Gag Order Imposed
Your tax dollars at work. The Environmental Protection Agency is protecting itself from everyone, including it’s own Inspector General’s Office. (IG)
In a report released by the Public Employees for Environmental Responsibility website workers in the EPA’s Office of Enforcement and Compliance Assurance were forbidden to speak with anyone in an effort to “ensure timely responses and assist in tracking and record keeping obligations”. The order came in a June 16th email, stating that if an employee is approached by a reporter, the IG’s office or GAO requesting any kind of information, to say nothing other than refer that party to the proper authority.
The EPA public affairs office released it’s explanation of the gag order, saying it was implemented to respond to the IG’s report, and ensure “consistency and coordination among those responding to the IG and GAO reports”.
The EPA has been under a lot of heat recently, in one case the IG’s report, “EPA Can Improve its Oversight of Audit Followup” which was issued in May of 2007. The report chided the EPA for it’s lack of accountability for correcting admitted deficiencies reported in previous IG audits. Congress has attempted to subpoena agency files and agency director Stephen L Johnson has reportedly refused to appear before a Senate committee.
So, What Is It, A Gag Order or SOP?
At no time during my years of employment, was I allowed to talk with any reporter or investigating group about certain details of my work, our office, it’s internal operations or management policies. That was standard operating procedure (SOP), and it was strictly obeyed. We were made to believe that only management personnel, or management itself, could properly respond to probing questions. It was “their way or the highway.”

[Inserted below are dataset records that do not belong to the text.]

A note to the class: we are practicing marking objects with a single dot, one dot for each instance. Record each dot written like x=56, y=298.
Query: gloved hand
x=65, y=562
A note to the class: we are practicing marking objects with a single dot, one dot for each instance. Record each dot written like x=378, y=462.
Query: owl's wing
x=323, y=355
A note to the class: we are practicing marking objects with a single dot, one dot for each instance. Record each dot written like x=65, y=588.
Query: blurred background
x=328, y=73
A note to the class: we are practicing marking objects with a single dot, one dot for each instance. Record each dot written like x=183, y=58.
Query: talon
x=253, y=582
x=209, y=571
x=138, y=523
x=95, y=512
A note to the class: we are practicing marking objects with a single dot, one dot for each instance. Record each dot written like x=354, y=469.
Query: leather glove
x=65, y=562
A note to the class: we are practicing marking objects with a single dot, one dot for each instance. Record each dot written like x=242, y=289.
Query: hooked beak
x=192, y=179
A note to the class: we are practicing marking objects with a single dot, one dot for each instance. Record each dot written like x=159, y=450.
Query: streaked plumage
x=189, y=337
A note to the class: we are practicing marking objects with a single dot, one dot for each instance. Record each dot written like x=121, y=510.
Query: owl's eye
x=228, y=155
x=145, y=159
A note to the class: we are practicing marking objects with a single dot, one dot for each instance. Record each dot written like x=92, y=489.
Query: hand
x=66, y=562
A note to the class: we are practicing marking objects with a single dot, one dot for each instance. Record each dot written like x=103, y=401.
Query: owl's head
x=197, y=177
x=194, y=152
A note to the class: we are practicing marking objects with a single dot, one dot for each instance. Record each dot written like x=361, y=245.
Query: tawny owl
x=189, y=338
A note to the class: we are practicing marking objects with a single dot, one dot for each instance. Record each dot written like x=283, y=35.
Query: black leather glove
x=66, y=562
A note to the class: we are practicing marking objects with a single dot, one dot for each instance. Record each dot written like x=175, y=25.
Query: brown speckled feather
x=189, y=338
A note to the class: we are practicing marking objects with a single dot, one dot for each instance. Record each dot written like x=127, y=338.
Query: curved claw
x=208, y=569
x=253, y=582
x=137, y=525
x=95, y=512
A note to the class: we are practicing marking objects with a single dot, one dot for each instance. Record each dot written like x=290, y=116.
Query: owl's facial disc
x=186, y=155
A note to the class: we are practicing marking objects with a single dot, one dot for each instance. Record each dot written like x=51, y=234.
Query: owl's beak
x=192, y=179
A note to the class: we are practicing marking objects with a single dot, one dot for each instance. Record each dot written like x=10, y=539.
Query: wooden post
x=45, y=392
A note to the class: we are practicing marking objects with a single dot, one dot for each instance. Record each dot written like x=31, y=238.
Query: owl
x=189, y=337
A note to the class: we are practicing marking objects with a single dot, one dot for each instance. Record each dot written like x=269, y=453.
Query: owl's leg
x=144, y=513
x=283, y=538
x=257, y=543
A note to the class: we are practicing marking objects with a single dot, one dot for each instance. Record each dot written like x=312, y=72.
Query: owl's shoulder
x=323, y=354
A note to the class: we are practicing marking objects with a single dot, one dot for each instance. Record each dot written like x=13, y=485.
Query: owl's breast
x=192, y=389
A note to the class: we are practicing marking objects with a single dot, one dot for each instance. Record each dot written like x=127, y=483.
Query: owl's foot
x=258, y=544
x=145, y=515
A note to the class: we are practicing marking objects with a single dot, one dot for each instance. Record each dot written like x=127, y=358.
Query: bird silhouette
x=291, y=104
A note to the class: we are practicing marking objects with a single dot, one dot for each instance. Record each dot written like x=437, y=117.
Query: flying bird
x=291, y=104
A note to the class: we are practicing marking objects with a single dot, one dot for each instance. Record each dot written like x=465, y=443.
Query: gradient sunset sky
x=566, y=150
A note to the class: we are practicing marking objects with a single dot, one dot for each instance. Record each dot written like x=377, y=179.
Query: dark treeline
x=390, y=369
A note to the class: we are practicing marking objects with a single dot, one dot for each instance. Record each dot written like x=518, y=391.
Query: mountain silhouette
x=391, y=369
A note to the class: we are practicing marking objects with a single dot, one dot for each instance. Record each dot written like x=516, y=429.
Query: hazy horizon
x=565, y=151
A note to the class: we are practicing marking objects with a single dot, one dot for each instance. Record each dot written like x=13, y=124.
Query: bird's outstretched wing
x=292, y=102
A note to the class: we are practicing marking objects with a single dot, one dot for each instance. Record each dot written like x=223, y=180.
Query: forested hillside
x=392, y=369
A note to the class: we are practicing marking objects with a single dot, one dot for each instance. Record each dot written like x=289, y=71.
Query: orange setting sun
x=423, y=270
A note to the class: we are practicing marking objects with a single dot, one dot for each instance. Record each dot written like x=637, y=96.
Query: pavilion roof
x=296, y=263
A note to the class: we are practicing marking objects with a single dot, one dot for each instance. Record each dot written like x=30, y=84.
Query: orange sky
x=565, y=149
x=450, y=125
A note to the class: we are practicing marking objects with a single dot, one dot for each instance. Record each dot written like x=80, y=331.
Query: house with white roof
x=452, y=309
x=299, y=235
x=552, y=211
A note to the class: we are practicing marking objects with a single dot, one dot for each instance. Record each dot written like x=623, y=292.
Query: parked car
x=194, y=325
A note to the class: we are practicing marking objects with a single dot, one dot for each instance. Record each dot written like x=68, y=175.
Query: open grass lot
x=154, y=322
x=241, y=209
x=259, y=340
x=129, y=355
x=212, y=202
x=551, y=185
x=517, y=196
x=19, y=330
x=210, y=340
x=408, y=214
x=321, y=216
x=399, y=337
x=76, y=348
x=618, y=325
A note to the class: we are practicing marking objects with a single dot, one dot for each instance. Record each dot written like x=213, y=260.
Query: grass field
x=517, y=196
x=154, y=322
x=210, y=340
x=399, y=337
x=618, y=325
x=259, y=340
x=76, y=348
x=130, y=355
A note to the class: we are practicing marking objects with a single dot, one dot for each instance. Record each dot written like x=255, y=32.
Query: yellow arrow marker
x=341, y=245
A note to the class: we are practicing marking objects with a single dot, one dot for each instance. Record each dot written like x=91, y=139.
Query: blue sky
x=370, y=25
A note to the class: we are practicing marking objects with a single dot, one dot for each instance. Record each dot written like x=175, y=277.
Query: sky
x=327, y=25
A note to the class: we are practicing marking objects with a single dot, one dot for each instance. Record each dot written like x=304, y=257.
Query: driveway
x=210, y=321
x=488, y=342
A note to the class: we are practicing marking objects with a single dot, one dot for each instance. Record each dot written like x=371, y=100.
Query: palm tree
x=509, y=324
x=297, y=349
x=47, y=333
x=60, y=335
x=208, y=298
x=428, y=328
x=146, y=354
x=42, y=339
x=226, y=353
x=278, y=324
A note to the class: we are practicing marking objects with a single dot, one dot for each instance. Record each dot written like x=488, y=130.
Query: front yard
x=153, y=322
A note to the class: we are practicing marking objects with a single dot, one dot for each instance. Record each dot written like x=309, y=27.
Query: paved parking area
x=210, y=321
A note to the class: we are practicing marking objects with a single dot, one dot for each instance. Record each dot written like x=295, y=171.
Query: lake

So far so good, but, we all know that in any company, no matter how large, there is at least one person who could run it better, has information that would “blow this place apart”, “put it back in shape”, well, fill in the blanks yourself.
That’s where “leaks” come from, and they have resulted in some pretty awesome disclosures that led to prosecutions, firings, company closings, again, fill in the blanks yourself. It appears the only way to get accountability from any public agency is to force it by any means possible.
My question is, should any government agency operate “in a fishbowl” as former EPA Administrator William Ruckelshaus proclaimed 25 years ago, or do they have the legal right to muzzle their employees? What do you think?